More recently, JPS challenged the decision of Justice James Thompson, who had dismissed its application for judicial review of the decision of the All-Island Electricity Appeal Tribunal, which determined that the OUR was correct in refusing the utility's 2009 claim.
JPS had relied on the Z-factor clause, which is the allowed percentage increase in the price cap index due to events that affect the licencee's costs but are not as a result of the licencee's managerial decisions, and are not captured by the other elements of the price cap mechanism.
However, the Court of Appeal found that the OUR was correct in determining that JPS' claim could not be considered under the Z-factor provision because the reclassification/ salary review exercise was effected as a result of managerial decisions.
Justice Hilary Phillips, in outlining the case, noted that the events giving rise to the appeal spanned more than 10 years. The case was completed in March.
JPS was controlled by the Government, the majority shareholder, up to 2001. In 1999, the power utility commenced a reorganisation of its operations by way of a job reclassification and salary re-evaluation in order to improve efficiency. As a consequence, the staff complement was reduced by 20 per cent.
JPS also commenced discussions with the trade unions in relation to the reclassification and salary evaluation process for the remaining employees.
In April 2001, United States-based Mirant Corporation acquired the majority shareholding in JPS. The terms of the acquisition coincided with the issuing of the JPS 2001 all-island electricity licence.
JPS and the unions continued their discussions, but a dispute arose concerning the salary structure to be employed with respect to the job evaluation and reclassification and the effective date of payment of the new rates.
The dispute traversed from the negotiating table to the Industrial Disputes Tribunal (IDT), and then the courts.
In May 2008, JPS and the unions reached an agreement under which the salaries were adjusted to conform with a 2003 IDT award. This comprised increases in salary and related costs retroactive to 2001, amounting to $4.27 billion. The figure was inclusive of the opportunity cost of capital of $721.54 million.
In March 2009, JPS filed a claim with the OUR to recover the $4.27 billion in its application for an increase in the price cap, relying on the Z-factor provision of the 2001 licence. OUR rejected the claim.
In the Court of Appeal's judgment, Justice Phillips noted that JPS accepted that the decision to undertake the job and reclassification exercise, and to re-engage consultants for a second job evaluation and compensation review, were all managerial decisions.

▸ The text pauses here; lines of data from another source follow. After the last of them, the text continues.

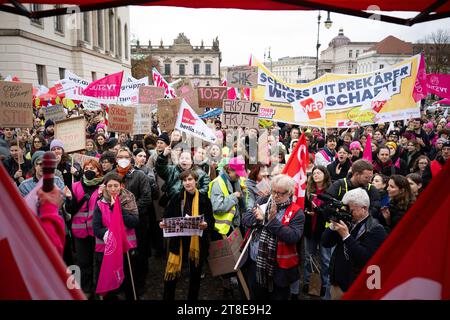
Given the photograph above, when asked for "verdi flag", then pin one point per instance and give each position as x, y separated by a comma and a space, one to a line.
105, 90
188, 121
111, 273
414, 261
296, 168
30, 266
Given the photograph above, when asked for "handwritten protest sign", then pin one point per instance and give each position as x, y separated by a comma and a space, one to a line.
167, 113
211, 97
55, 113
240, 113
121, 118
81, 158
242, 77
16, 104
142, 119
223, 254
184, 89
72, 132
150, 94
183, 226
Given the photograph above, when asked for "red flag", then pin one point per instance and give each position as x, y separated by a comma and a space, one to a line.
105, 90
420, 86
30, 266
439, 84
414, 261
367, 153
296, 168
111, 272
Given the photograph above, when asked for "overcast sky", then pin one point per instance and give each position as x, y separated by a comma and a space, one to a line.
245, 32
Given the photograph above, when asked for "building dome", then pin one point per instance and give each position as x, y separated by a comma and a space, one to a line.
339, 40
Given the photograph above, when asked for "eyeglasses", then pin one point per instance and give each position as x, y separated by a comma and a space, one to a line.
279, 194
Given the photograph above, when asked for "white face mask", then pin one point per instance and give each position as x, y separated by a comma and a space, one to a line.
123, 163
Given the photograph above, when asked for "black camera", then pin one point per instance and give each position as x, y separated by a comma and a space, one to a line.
335, 210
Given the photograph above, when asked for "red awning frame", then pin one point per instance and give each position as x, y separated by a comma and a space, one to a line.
429, 14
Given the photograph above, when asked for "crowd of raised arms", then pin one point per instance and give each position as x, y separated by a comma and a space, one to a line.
236, 184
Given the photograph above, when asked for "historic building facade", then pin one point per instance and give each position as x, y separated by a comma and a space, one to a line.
91, 44
200, 63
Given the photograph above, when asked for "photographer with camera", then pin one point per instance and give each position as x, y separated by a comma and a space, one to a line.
356, 241
361, 176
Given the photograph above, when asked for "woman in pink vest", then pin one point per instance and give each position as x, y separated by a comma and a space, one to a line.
81, 204
101, 222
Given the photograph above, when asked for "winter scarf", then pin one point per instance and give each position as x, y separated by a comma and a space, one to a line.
173, 268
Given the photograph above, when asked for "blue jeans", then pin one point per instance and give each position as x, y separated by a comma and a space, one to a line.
311, 247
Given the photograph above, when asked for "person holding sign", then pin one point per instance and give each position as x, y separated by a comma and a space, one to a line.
273, 263
81, 205
188, 202
114, 191
15, 164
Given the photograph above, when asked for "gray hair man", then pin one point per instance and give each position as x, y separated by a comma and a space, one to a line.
355, 245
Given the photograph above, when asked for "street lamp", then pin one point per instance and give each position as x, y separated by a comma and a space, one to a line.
328, 24
268, 57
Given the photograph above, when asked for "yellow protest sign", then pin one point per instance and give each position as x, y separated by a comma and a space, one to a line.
340, 100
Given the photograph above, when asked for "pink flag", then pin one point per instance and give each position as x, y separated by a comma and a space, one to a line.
420, 87
231, 92
367, 154
111, 272
105, 90
439, 84
247, 91
296, 168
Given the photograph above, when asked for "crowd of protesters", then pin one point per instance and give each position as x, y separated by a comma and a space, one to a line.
236, 183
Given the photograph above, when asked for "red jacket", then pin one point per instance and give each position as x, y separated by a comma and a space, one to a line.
53, 225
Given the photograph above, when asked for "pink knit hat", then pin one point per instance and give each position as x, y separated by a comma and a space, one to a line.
355, 145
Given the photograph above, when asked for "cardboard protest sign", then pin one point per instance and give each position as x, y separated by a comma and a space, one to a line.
167, 113
72, 132
183, 226
91, 105
121, 119
129, 92
16, 104
211, 97
240, 113
184, 89
81, 158
55, 113
223, 254
383, 95
242, 77
150, 94
188, 121
142, 119
72, 86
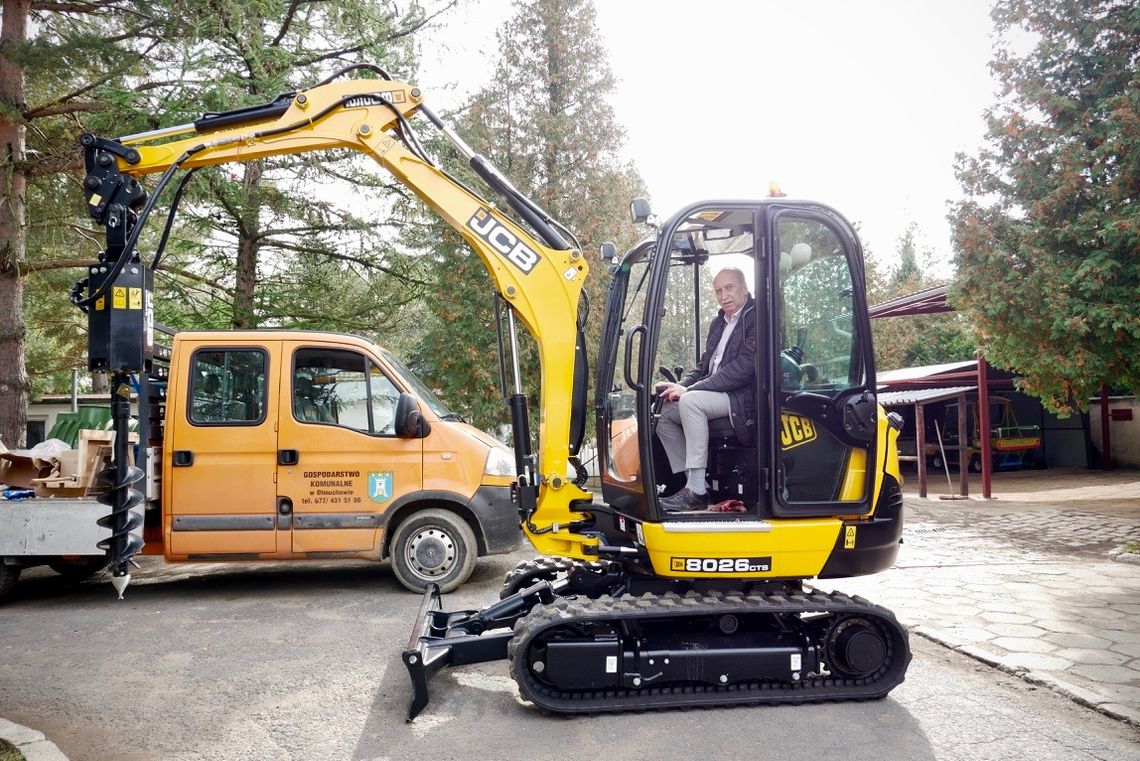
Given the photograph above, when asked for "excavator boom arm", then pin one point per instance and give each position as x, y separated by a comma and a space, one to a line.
540, 281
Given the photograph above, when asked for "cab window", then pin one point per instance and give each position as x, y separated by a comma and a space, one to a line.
345, 389
228, 386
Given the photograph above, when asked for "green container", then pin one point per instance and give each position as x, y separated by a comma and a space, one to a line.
67, 425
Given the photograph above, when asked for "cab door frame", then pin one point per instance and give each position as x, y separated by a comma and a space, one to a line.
849, 415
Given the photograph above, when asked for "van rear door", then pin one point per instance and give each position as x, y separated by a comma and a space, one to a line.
222, 439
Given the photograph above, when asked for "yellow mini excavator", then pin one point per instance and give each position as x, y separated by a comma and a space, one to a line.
634, 607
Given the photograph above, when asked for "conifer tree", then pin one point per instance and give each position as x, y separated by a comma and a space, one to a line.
546, 122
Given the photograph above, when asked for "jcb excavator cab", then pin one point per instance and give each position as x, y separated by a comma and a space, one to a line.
811, 426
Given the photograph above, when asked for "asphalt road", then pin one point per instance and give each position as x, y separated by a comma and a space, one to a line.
283, 661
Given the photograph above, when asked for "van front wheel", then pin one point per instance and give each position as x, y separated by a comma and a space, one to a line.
433, 546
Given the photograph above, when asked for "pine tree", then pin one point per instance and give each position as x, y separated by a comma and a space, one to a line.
546, 122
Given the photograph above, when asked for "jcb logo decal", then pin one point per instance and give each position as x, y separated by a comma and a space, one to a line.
503, 240
796, 430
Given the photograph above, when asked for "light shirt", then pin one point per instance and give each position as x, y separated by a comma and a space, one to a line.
718, 354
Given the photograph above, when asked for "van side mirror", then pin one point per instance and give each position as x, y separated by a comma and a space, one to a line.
409, 423
640, 210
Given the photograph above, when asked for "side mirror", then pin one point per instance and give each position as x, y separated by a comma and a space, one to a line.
640, 210
409, 423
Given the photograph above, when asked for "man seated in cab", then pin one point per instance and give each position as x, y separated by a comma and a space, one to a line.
721, 385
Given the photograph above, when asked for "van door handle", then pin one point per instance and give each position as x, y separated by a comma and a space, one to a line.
636, 385
284, 513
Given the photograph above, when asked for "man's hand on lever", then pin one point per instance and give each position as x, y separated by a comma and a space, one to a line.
669, 392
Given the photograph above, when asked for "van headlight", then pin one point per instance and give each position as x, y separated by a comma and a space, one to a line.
499, 461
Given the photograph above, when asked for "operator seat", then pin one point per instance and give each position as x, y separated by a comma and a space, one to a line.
732, 466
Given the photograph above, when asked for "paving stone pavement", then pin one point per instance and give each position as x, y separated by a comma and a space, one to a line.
1032, 591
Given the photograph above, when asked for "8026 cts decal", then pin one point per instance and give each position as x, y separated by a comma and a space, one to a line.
721, 564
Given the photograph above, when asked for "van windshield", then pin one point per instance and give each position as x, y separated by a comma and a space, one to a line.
418, 387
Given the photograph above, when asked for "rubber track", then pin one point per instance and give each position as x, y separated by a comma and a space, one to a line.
700, 695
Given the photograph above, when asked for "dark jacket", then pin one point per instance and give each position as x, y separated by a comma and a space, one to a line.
737, 373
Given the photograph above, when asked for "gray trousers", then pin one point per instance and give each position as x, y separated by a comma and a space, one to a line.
684, 427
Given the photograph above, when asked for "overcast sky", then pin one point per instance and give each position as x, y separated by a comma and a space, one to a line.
860, 105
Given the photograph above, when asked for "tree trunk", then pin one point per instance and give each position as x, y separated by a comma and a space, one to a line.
14, 385
247, 243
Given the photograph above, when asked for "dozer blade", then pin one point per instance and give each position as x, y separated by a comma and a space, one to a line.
441, 639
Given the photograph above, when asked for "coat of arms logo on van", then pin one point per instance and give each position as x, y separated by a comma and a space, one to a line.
380, 487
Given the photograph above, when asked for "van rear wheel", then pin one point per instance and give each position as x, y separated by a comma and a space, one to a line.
433, 546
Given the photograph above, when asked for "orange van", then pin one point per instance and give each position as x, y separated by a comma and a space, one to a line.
298, 444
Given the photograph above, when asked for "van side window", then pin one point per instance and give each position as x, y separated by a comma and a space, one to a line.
228, 386
384, 397
342, 387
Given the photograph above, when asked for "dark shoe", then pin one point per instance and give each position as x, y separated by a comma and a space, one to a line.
684, 501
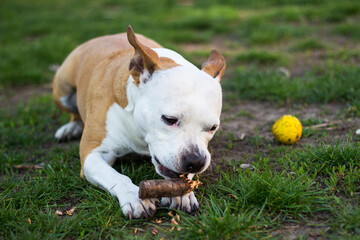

The utility had contended that the managerial decisions addressed in the Z-factor clause would not refer to decisions taken before the issue of the licence, but to those made subsequently.
The judge disagreed.
"In my view, in reading the clause as it exists, there is no ambiguity, there is no commercial absurdity, and in any event, it would have been JPS who would have had to prove that one exists, which in my opinion, it has failed to do," Justice Phillips said.
"Additionally, in my view, there was no basis on which one could have implied that the managerial decisions referred to in the Z-factor clause must relate to those decisions occurring before the implementation of the licence, without which the new regime would lack efficacy," she said.